Dave McKenna reviewed a March 2007 Killswitch Engage performance for The Washington Post:
Right before headliner Killswitch Engage took the 9:30 club stage on Friday, the house PA let out an accidental and brutal blast of feedback. Considering the entree that was about to be served, that sonic boom was an appropriate appetizer.
Fans of the band come for a pummeling. And on this night, the first of two sold-out dates here for the Massachusetts quintet, they got one. During "Take This Oath," Justin Foley kicked out a double-bass drum beat heavy and rapid enough to break up any audience member's kidney stones. Before "Rose of Sharyn," screamer/frontman Howard Jones ordered the crowd in front of the stage to start up a circle pit, a sadomasochistic rock ritual that is to regular club dancing what the demolition derby is to a Sunday drive. Members of the black-clad mass went at each other as if prize money would go to the last one standing.

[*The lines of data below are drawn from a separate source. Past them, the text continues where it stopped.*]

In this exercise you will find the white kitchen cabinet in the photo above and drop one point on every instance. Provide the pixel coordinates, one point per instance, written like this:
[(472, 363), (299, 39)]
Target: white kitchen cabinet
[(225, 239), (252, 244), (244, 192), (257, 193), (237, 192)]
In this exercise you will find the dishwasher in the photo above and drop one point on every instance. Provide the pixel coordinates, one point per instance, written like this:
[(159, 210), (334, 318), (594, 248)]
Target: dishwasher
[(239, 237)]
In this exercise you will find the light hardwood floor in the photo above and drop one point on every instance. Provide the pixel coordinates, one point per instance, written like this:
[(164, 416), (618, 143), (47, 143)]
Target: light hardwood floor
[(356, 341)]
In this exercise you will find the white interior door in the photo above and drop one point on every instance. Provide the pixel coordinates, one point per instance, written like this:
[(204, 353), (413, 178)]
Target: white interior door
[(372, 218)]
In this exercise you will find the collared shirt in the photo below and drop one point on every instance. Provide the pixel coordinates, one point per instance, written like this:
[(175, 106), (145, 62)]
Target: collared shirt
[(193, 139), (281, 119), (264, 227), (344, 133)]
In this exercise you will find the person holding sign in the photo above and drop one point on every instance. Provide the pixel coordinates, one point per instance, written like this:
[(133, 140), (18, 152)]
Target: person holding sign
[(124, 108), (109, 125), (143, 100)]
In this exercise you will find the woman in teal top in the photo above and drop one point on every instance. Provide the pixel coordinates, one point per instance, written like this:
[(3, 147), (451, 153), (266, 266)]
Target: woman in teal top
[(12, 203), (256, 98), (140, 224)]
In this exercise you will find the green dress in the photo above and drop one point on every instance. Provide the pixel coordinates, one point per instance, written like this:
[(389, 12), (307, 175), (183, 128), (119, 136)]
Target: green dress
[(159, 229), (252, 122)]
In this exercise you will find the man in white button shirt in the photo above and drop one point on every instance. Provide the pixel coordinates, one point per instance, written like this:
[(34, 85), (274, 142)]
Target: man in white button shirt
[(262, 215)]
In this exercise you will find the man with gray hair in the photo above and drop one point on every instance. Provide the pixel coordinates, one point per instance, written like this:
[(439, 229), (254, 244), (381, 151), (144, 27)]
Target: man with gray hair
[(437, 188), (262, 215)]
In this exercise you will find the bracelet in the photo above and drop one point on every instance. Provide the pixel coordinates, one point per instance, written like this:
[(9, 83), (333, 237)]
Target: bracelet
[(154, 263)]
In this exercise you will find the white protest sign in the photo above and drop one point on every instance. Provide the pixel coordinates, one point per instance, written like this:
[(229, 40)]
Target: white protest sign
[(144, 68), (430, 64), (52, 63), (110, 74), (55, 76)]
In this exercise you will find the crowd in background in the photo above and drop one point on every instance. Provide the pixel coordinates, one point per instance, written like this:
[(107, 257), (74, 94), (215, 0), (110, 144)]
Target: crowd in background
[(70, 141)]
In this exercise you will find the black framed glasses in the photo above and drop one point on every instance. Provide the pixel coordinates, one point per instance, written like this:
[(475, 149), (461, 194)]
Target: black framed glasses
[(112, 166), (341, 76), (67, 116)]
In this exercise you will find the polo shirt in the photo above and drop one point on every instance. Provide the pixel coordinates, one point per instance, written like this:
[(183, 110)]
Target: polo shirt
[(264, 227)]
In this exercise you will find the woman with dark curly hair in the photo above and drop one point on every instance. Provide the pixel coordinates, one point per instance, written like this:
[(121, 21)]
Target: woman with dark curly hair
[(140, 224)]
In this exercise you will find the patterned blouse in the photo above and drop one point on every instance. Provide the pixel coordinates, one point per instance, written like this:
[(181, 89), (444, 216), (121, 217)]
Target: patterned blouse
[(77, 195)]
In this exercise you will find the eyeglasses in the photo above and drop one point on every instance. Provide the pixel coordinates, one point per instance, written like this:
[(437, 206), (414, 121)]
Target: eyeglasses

The performance took a toll on the band, too. The beefy and bald Jones hopped all over the stage and even ran into the balcony during "Rose of Sharyn," as his voice alternated between a melodic croon and an abrasive roar that must be heard to be believed. By the halfway point in the 80-minute set, he'd sweated through the long-sleeved, blue button-down shirt that covered his inked-up arms and torso.
Various hard-rock cliches were there for anybody looking. "When Darkness Falls" followed the typical Killswitch song pattern: savage opening, lilting chorus, savage close. Killswitch's lyrics often mine the same quasi-macabre vein that many other bands targeting an adolescent male audience do (to wit: "When darkness falls, we are reborn").
Yet there were signs of maturing amid the mayhem. "As Daylight Dies," a stop-the-madness plea from the band's most recent release (sample lyric: "How much is enough for us to see the light? / How much blood must be shed?"), came off as sort of "Blowin' in the Wind," filtered through a Boeing 747 turbine.